PACA also makes it mandatory for commission merchants, dealers, and brokers to be licensed. In order to obtain a license, both an application and fee are required. If all the requirements are met, the Secretary of Agriculture may issue the license. Licenses can be annual or cover multiple years, depending on the type of entity licensed. The Secretary may also suspend or revoke a license.

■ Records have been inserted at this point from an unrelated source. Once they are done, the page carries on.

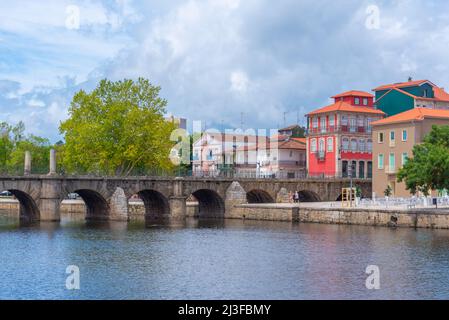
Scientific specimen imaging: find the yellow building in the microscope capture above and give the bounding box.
[372,108,449,197]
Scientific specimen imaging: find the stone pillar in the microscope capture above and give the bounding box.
[39,179,62,221]
[168,177,187,220]
[108,187,129,221]
[225,181,248,218]
[48,149,56,175]
[23,151,31,175]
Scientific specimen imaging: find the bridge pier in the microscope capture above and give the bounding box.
[168,196,187,220]
[39,179,62,221]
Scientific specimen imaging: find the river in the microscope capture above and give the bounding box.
[0,212,449,299]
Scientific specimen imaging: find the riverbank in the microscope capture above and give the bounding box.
[0,199,449,229]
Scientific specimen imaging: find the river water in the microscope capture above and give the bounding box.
[0,212,449,299]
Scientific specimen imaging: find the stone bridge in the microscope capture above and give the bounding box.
[0,175,371,221]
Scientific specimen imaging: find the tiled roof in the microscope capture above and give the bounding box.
[373,80,434,91]
[331,90,374,98]
[375,87,449,103]
[308,101,385,115]
[371,108,449,126]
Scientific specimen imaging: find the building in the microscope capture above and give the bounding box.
[192,132,260,176]
[373,80,449,116]
[306,91,385,178]
[165,116,187,130]
[372,107,449,197]
[257,137,307,179]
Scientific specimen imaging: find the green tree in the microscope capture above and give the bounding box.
[60,78,174,176]
[7,134,52,173]
[398,125,449,196]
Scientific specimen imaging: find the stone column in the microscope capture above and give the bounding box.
[23,151,31,175]
[168,177,187,220]
[48,149,56,175]
[108,187,129,221]
[39,179,62,221]
[225,181,247,218]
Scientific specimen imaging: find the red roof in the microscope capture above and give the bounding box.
[307,101,385,115]
[433,87,449,101]
[371,108,449,126]
[290,138,307,144]
[331,90,374,98]
[373,80,435,91]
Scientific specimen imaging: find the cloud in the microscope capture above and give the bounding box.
[0,0,449,139]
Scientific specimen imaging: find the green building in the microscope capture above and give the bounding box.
[373,80,449,116]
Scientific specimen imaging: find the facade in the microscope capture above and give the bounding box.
[192,132,260,176]
[257,138,307,179]
[306,91,385,178]
[372,108,449,197]
[373,80,449,116]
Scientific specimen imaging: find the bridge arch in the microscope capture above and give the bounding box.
[137,189,170,220]
[298,190,321,202]
[192,189,225,218]
[246,189,275,203]
[8,189,40,221]
[73,189,109,220]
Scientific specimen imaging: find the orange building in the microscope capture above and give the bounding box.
[372,108,449,197]
[307,90,385,178]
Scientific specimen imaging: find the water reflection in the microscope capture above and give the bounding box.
[0,211,449,299]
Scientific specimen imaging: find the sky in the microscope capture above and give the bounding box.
[0,0,449,142]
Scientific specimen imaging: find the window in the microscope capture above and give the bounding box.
[359,139,365,152]
[388,153,396,170]
[327,138,334,152]
[319,138,325,152]
[342,138,349,151]
[366,140,373,152]
[310,139,316,152]
[349,117,357,132]
[377,154,384,169]
[402,152,408,165]
[320,117,326,132]
[351,139,357,152]
[377,132,384,143]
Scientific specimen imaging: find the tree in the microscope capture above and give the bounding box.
[60,78,174,176]
[398,125,449,196]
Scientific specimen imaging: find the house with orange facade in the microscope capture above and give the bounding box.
[306,90,385,178]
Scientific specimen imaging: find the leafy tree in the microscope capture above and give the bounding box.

Violations, Complaints, and Liability
PACA specifically states that when any commission merchant, dealer, or broker is found to have participated in unfair conduct (discussed above), they are “liable” to those injured by their conduct “for the full amount of the damages sustained in consequence of such violation.” Liability can be enforced through the complaint process or through the courts. Complaints of unfair conduct can be sent to the Secretary of Agriculture up to nine months after the unfair conduct occurs. Notifications of violations by merchants, dealers, or brokers can also be sent to the Secretary by officers of state agencies. The Secretary is then able to investigate complaints and notifications. If the investigation shows violations occurred, then the Secretary can “have the complaint served” on the violator. If the alleged damages are more than $30,000, the Secretary must provide the violator with the opportunity for a hearing. After a hearing, the Secretary can “determine whether or not the commission merchant, dealer, or broker has violated” any part of the law regarding “unfair conduct.”